Pet owners know that finding a place with their animal can be difficult. In New York, this is especially true, as landlords have a lot of power due to an undersupply of apartments and an oversupply of tenants. Obviously people find apartments for themselves and their pets, but how exactly do they do so? Well, the answer to this seems a bit intense, but it seems to be how it goes at the moment.
Applying for an apartment with a pet becomes like applying for a job. You know your pet well, you know he or she is good and that you look after him or her well. The landlord doesn’t know your pet, though, and some people have fears of certain animals.
What some potential tenants are doing now is getting references for their pets
These references come from previous landlords who know what the animal was like in the apartment, from veterinarians who have seen the pet, from animal trainers, from friends and family who have experience with the pet. Having someone else say that your animal is a good boy or girl, behaves themselves and that you are responsible owner goes a long way.
Some landlords have a dislike, almost hatred of animals. I’d suggest not trying to fight with to get your pet into the apartment. It won’t end well, and chances are it will be a fight for the most part. A landlord that starts out disliking animals probably isn’t going to change their mind. Rather, they’re more likely to watch and wait for a reason to kick you and your pet out. There are landlords that love animals and are open to negotiation concerning pets.
A landlord may love animals, but have had bad experiences with pets and their owners in the past. That’s why some landlords are concerned about a pet in the building. Not because of a dislike of animals but issues with pets in the past. Showing the landlord that your pet is house-trained and that you are a responsible owner then will keep their pet from making mischief or will pay to fix anything goes a long way.
Not all breeds of animal are welcomed, even in apartments buildings that are pet-friendly. Aggressive and larger breeds of dogs are often discouraged; as older or younger tenants may be scared. A large dog may be very friendly, but this friendliness isn’t always welcomed. If I were a tenant going about my day and had someone else’s dog jump on me in a friendly way, I’d be annoyed despite the dog’s intent. Personally I like animals, but I wouldn’t want your animals to knock me over. For an older person, a big friendly dog can be a danger. Can you prove to the landlord your animal won’t be an issue to other tenants? If you can, do this in the references you send in.

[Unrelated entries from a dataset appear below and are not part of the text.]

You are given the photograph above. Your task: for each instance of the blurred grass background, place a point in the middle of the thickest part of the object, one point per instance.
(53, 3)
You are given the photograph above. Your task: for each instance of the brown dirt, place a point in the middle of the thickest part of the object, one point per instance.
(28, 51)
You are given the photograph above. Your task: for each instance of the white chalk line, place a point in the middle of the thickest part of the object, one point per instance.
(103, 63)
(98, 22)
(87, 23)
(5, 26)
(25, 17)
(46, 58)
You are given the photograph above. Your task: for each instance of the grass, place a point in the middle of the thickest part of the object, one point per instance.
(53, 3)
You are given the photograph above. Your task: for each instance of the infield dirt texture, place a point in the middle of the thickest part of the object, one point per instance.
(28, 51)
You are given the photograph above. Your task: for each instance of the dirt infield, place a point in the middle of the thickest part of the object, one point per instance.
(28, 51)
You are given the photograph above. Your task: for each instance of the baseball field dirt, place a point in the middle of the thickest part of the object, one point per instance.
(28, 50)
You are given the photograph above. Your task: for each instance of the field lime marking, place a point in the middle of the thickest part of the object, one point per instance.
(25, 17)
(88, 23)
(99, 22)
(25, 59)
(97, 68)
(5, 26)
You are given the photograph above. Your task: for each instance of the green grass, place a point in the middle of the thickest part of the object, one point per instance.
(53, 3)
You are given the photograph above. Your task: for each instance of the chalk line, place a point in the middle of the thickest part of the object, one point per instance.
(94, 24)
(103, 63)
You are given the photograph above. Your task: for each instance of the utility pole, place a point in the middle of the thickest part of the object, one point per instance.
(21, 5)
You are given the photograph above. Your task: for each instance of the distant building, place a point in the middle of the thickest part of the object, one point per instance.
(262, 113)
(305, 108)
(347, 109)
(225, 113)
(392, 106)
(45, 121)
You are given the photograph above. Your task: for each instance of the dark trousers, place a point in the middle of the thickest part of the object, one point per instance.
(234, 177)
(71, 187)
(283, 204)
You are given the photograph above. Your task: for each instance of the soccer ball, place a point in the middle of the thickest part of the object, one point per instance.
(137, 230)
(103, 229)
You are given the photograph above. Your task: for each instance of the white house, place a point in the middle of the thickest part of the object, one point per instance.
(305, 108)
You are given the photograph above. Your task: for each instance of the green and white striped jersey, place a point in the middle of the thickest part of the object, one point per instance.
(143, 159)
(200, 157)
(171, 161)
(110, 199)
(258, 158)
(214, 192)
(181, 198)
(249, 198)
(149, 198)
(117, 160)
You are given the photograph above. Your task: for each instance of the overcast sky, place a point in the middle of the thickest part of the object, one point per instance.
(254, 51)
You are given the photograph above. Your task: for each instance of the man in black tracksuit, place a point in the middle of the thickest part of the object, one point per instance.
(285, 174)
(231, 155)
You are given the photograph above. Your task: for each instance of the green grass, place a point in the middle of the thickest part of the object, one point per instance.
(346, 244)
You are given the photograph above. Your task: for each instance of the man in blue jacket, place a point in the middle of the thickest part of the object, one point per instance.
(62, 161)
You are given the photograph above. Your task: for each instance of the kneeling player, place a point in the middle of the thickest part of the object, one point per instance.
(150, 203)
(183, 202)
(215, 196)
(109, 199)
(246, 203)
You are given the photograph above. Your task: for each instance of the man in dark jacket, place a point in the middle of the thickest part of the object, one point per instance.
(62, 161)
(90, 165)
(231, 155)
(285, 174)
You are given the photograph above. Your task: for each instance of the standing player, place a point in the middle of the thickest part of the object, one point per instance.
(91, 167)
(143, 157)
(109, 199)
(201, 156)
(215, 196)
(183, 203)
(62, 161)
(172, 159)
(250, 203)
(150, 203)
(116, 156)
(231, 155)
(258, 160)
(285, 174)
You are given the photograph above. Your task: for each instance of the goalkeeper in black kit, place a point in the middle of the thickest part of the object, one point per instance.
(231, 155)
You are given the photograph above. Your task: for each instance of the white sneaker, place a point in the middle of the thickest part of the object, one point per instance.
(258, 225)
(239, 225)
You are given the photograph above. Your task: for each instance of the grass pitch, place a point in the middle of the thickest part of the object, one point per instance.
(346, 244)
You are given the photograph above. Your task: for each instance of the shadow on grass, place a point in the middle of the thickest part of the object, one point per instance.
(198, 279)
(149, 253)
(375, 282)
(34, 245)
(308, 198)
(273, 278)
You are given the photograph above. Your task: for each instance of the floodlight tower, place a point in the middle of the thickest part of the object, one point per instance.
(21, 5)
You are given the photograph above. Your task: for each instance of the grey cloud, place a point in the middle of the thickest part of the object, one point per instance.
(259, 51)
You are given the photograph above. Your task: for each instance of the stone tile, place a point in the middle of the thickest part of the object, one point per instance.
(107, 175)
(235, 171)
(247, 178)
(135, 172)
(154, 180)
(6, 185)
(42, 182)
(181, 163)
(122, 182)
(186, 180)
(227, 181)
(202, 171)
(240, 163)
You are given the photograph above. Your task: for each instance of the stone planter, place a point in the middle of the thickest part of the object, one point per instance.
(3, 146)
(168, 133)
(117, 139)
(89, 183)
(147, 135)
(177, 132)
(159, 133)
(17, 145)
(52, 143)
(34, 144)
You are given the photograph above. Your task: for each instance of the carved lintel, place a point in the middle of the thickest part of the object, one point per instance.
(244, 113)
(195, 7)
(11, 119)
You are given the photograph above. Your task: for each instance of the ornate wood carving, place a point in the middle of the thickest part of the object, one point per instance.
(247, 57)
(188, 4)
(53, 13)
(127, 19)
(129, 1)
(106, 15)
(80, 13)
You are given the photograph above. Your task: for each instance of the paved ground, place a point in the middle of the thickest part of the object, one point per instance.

For those who are disabled or have a medical condition where an animal is for company and therapy, it can be easier to find a place. For this, use a reference from a medical professional to say why you need the animal and how it makes a positive impact on your life. Some people attempt to fake having a medical condition to get a pet into their apartment, but I’d say not to do this. It may seem like a good idea, but this is easy to see through. Potential tenants have been reported to send a plain paper letter, with no letterhead, to landlords saying “I suffer from depression and need a pet”. It’s easy to make a claim, but harder to back it up. If you’re going to make a claim about your pet, be prepared to back it up with references from a professional.
So, in short, when applying for an apartment with animals in New York, get references for your pet. Don’t fight with a landlord who is adamant against pets in the apartment, and be willing to take more time to find a place. It may mean not getting the apartment you want, or your ideal apartment, but keeping your pet and having them in a welcome home is a good thing.